The anti-doping controls at the Tour de France will again be carried out by French Anti-Doping Agency (AFLD) as part of a special agreement with the UCI, with the French reportedly using an enhanced EPO test to detect and deter the use of micro-doses of EPO.
According to French newspaper L’Equipe, the French Châtenay-Malabry anti-doping laboratory has recently published a report on its progress to improve the detection of micro does of EPO. Following the approval of specific French law in France, WADA regulated night-time testing can also be carried when specific information and suspicion justifies waking athletes in the middle of the night.
There have been suggestions that some athletes may try to take micro does of just 500 units of EPO late at night, believing that the blood boosting drug will have cleared their system before a possible early-morning test. The AFLD hopes it has closed that window of opportunity by improving the testing method, even when athletes dilute their blood to try to trick the tests results.

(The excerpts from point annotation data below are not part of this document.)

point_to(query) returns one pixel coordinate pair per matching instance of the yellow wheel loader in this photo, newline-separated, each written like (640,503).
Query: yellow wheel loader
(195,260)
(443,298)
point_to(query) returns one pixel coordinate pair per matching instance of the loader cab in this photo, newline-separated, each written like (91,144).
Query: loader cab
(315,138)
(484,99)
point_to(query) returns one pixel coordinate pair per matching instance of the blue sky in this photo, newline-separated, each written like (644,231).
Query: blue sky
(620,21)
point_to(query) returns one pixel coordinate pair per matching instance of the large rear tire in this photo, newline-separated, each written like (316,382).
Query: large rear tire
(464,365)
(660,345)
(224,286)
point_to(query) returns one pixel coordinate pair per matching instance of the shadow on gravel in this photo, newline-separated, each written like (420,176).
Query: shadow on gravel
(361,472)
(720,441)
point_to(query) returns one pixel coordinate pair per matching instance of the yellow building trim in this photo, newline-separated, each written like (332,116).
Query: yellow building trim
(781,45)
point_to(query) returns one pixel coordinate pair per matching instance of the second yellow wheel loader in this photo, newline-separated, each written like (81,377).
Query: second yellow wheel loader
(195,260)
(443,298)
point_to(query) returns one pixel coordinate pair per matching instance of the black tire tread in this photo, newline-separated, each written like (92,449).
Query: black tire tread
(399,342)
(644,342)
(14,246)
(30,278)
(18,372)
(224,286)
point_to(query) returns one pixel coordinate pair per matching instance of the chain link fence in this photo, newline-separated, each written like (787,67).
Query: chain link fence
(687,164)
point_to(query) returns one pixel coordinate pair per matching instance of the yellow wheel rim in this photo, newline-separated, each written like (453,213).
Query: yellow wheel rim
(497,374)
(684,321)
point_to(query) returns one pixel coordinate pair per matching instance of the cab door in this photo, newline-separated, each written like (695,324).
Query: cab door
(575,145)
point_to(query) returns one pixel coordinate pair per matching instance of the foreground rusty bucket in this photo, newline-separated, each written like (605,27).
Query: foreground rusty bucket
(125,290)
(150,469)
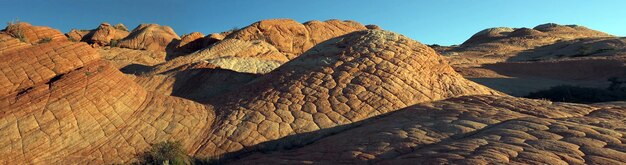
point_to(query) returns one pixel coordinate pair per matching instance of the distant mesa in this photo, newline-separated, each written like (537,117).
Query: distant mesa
(264,45)
(342,80)
(293,38)
(320,92)
(149,37)
(540,35)
(34,34)
(104,35)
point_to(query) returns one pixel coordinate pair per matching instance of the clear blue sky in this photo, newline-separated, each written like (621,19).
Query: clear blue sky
(442,22)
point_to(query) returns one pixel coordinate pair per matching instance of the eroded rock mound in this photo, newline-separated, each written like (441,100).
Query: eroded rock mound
(227,53)
(26,32)
(105,33)
(61,104)
(293,38)
(149,37)
(192,42)
(340,81)
(473,129)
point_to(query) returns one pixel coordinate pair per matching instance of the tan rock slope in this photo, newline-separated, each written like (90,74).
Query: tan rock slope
(33,34)
(335,97)
(472,130)
(101,36)
(60,104)
(340,81)
(498,44)
(521,61)
(256,53)
(293,38)
(149,37)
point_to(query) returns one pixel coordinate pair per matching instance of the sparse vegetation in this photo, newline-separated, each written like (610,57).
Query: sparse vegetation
(575,94)
(15,30)
(72,39)
(585,50)
(166,153)
(113,43)
(44,40)
(234,29)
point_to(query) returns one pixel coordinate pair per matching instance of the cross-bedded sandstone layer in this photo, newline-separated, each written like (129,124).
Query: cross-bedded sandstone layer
(370,96)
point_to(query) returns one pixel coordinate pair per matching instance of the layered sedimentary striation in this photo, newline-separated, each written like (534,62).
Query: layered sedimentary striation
(475,130)
(340,81)
(150,37)
(61,104)
(33,34)
(320,92)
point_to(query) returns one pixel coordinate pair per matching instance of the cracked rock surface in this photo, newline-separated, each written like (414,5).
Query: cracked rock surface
(370,96)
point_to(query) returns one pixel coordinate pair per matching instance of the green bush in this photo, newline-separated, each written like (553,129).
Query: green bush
(567,93)
(166,153)
(113,43)
(17,33)
(44,40)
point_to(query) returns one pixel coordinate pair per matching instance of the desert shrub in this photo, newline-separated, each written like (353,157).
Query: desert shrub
(575,94)
(168,152)
(113,43)
(44,40)
(17,32)
(72,39)
(434,45)
(234,29)
(585,50)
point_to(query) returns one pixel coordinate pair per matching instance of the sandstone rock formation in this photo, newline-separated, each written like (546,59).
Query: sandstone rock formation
(149,37)
(474,130)
(105,33)
(519,61)
(293,38)
(498,44)
(60,104)
(123,57)
(256,53)
(192,42)
(26,32)
(276,97)
(340,81)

Specialist French police from the Office for Combatting Damage to the Environment and Public (OCLAESP) will also work with the AFLD and the UCI, providing intelligence and police powers.
The Tour de France anti-doping programme began several weeks ago with riders tested while training and racing. L’Equipe suggests that 50 tests were done as riders studied key stages of this year’s Tour de France in recent weeks. Riders are also regularly controlled as part of the UCI’s Biological Passport scheme. Pre-race blood tests will also be carried on every one of the 198 riders in this year’s race.

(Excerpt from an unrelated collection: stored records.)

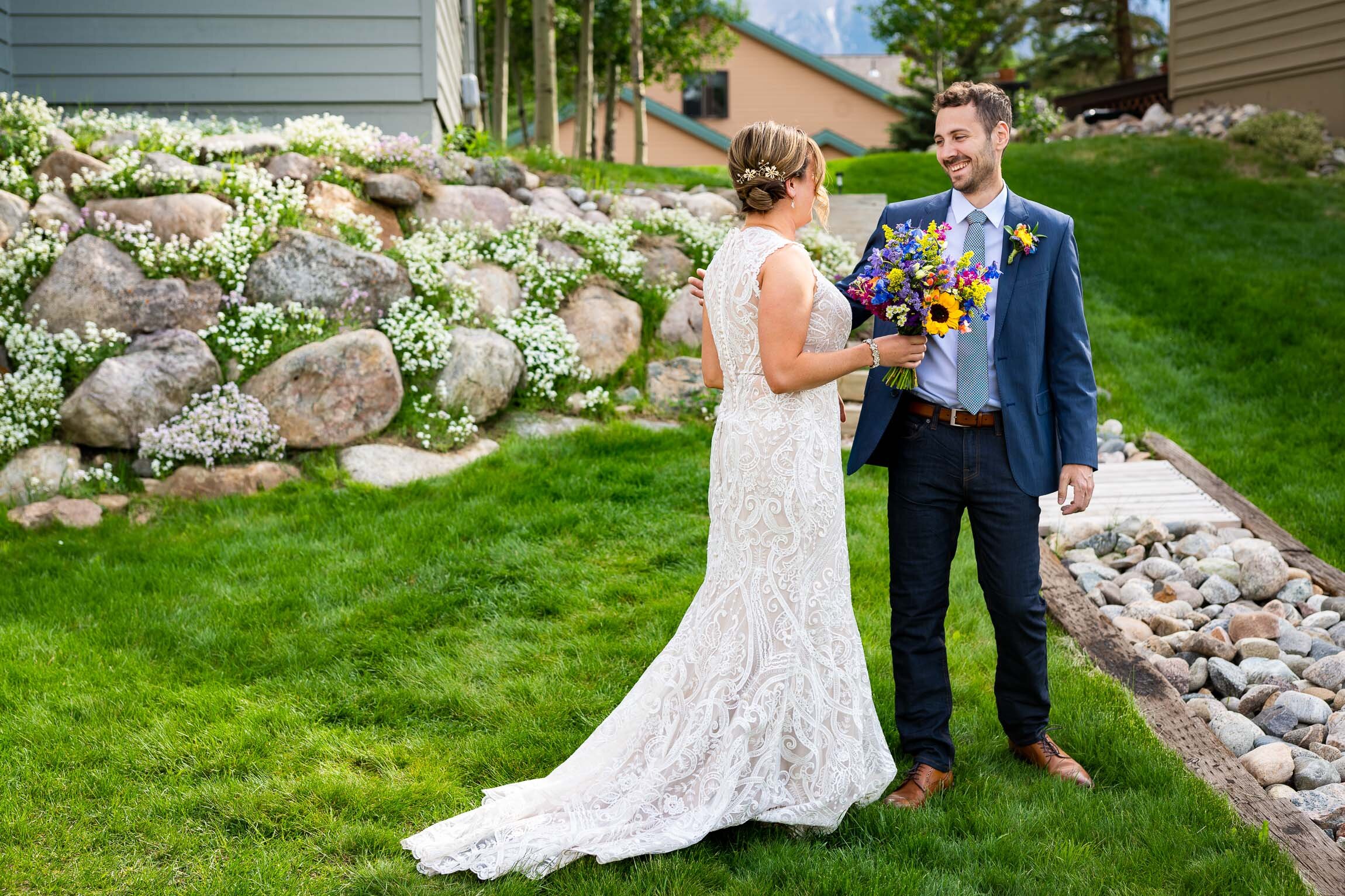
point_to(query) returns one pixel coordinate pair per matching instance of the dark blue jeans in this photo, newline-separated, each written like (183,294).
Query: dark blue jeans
(938,472)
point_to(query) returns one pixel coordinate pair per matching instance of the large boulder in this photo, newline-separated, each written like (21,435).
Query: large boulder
(127,395)
(198,483)
(684,320)
(673,380)
(331,393)
(96,281)
(482,374)
(606,326)
(166,163)
(553,202)
(294,165)
(665,262)
(482,205)
(709,206)
(389,465)
(330,202)
(398,191)
(260,141)
(193,215)
(64,163)
(14,211)
(53,210)
(637,207)
(50,465)
(325,273)
(499,290)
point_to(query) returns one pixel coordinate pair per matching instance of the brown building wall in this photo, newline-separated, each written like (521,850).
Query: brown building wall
(767,84)
(1288,54)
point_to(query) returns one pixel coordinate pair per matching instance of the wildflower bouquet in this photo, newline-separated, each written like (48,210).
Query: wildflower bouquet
(909,282)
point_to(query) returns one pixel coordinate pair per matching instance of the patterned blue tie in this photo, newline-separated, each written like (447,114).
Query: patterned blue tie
(973,355)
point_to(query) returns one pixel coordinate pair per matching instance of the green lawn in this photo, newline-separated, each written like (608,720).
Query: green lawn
(264,695)
(1215,288)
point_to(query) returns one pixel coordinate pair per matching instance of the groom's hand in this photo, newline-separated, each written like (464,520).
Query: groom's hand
(1081,478)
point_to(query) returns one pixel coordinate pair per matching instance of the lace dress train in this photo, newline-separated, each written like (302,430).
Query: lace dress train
(759,707)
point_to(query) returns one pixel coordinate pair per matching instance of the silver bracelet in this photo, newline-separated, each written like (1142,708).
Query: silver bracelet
(875,350)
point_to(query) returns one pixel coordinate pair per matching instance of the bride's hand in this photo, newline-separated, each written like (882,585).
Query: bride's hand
(900,351)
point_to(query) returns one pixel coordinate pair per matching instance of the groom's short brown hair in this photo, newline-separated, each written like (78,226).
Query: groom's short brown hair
(990,101)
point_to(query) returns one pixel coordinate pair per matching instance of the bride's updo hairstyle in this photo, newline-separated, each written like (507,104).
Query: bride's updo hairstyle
(767,154)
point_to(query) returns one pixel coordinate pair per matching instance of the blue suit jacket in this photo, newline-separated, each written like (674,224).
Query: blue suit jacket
(1043,361)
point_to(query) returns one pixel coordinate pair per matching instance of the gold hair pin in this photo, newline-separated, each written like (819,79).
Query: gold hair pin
(763,172)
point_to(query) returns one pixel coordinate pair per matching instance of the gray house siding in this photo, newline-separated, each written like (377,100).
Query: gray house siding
(6,57)
(375,62)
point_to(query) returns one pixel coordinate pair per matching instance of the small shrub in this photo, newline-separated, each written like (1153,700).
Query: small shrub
(1292,136)
(220,426)
(419,334)
(1034,117)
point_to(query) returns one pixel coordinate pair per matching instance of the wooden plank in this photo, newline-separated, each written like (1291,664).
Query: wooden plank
(1319,859)
(1141,488)
(1323,573)
(1251,516)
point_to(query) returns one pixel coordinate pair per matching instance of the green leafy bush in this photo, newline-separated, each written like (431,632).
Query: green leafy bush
(1034,117)
(1296,137)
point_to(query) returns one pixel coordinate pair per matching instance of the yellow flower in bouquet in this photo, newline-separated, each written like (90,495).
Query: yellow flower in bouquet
(944,313)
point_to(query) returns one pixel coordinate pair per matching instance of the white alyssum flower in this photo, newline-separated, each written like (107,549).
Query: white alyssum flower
(30,407)
(220,426)
(26,260)
(261,207)
(698,238)
(420,336)
(437,429)
(834,255)
(595,399)
(550,352)
(99,479)
(124,177)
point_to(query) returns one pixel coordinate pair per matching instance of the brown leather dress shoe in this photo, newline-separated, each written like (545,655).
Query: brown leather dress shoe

Samples collected will also be stored for possible future testing when further techniques re developed.
“Our testing program in 2016 continues to focus on a qualitative approach rather than quantitative. The anti-doping program in place for this year’s Tour de France contains all the necessary elements to achieve all our goals in the fight against doping and to conserve a high level of ethics in this wonderful sport,” Francesca Rossi, the director of the UCI’s Cycling Anti-Doping Foundation said in a statement.

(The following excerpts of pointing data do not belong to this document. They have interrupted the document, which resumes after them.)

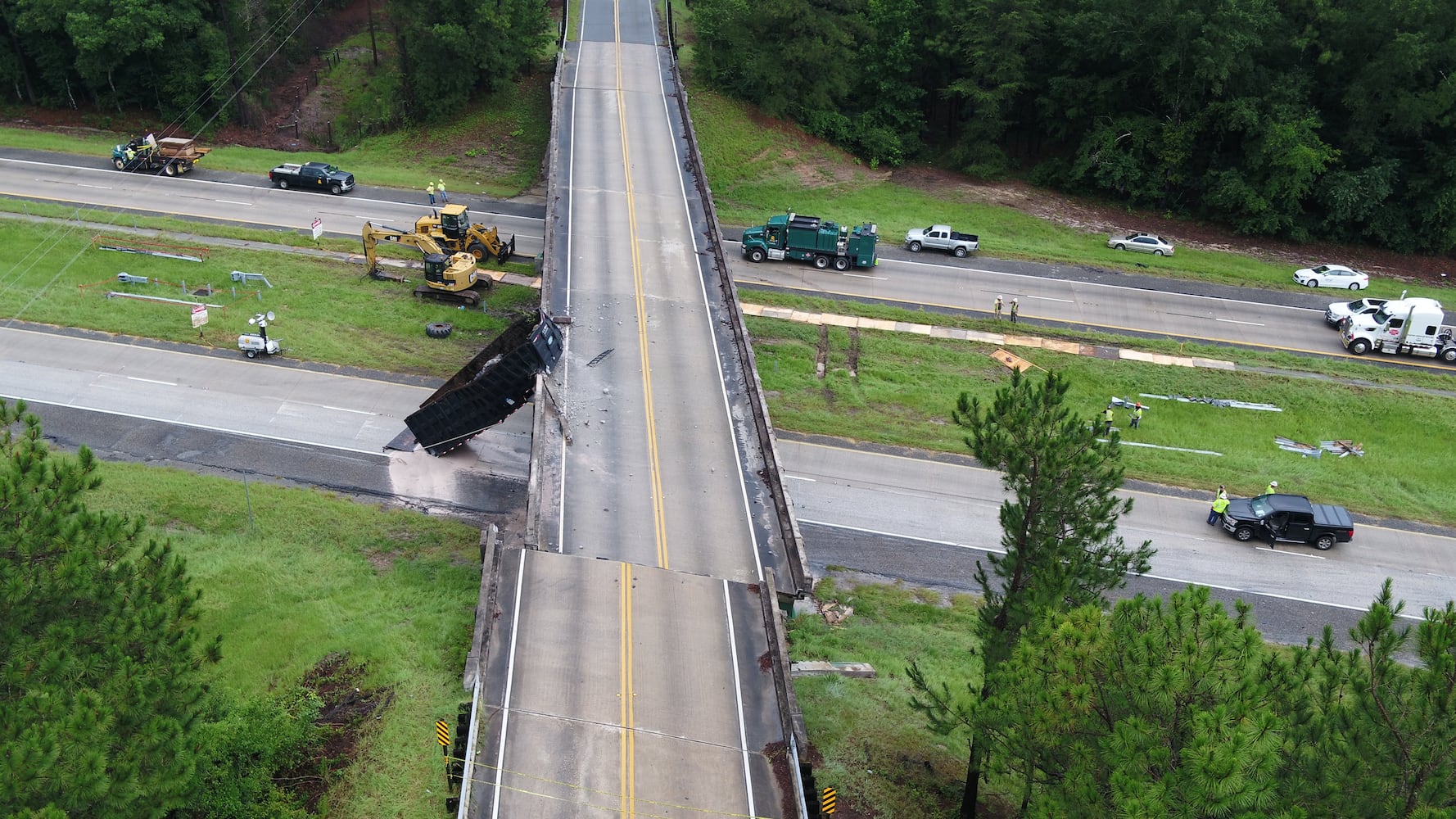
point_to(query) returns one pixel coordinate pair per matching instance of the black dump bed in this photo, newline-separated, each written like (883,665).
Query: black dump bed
(497,382)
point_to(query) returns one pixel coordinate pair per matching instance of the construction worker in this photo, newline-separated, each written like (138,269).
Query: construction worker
(1220,503)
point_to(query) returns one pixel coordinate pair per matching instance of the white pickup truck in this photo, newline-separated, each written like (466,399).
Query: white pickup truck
(941,238)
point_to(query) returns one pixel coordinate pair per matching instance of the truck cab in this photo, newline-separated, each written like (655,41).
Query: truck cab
(1411,327)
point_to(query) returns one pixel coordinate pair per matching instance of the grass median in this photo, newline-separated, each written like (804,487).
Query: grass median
(903,387)
(292,576)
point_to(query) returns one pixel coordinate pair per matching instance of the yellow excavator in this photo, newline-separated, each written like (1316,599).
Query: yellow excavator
(449,277)
(452,229)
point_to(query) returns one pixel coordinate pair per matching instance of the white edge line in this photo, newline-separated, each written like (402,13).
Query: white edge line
(510,678)
(712,337)
(737,691)
(200,426)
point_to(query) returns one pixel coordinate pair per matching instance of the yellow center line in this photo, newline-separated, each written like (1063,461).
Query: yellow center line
(626,802)
(654,468)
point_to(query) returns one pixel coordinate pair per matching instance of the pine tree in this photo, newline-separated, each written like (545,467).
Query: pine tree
(1059,532)
(99,656)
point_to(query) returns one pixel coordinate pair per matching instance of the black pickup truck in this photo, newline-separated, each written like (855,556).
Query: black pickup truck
(1289,519)
(312,177)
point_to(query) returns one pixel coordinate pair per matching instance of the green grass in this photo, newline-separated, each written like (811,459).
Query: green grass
(513,124)
(877,749)
(907,385)
(759,166)
(299,574)
(327,310)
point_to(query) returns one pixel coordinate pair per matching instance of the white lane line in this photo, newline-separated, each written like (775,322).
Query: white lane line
(211,429)
(510,678)
(737,690)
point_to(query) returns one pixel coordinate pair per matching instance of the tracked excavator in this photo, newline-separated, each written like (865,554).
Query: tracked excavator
(452,229)
(449,277)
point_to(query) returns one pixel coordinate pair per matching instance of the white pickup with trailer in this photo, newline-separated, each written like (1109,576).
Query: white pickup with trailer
(1409,327)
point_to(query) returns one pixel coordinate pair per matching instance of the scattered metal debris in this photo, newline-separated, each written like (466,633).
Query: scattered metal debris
(1343,448)
(1222,402)
(1304,449)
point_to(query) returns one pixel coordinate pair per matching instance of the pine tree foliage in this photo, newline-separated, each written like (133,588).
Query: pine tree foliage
(1152,710)
(99,654)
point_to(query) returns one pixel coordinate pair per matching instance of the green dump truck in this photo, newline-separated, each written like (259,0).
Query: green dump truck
(812,239)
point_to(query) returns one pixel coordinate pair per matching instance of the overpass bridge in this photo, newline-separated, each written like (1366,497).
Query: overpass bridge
(629,654)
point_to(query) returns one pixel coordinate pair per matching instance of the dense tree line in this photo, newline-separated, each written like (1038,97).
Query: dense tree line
(190,60)
(1298,119)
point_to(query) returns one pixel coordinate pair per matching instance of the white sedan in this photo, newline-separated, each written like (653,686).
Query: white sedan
(1332,276)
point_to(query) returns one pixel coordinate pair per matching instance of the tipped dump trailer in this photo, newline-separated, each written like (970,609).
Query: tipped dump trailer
(497,382)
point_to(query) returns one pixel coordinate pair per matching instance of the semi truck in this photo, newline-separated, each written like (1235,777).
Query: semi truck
(812,239)
(1409,327)
(170,155)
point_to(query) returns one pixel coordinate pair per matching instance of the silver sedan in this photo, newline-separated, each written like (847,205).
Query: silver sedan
(1145,242)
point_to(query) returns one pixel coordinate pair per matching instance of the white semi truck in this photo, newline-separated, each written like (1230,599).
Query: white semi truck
(1409,327)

The UCI and French anti-doping authorities have often clashed in the past about the way controls are done and who is responsible for the testing but their relationship has improved in recent years.
“At a time when the efficiency of the fight against doping is occasionally subject to controversy, it is essential that cooperation between the AFLD and the CADF continues for an event of the importance of the Tour de France,” Bruno Genevois, the President of the AFLD said in the UCI Anti-Doping Foundation statement.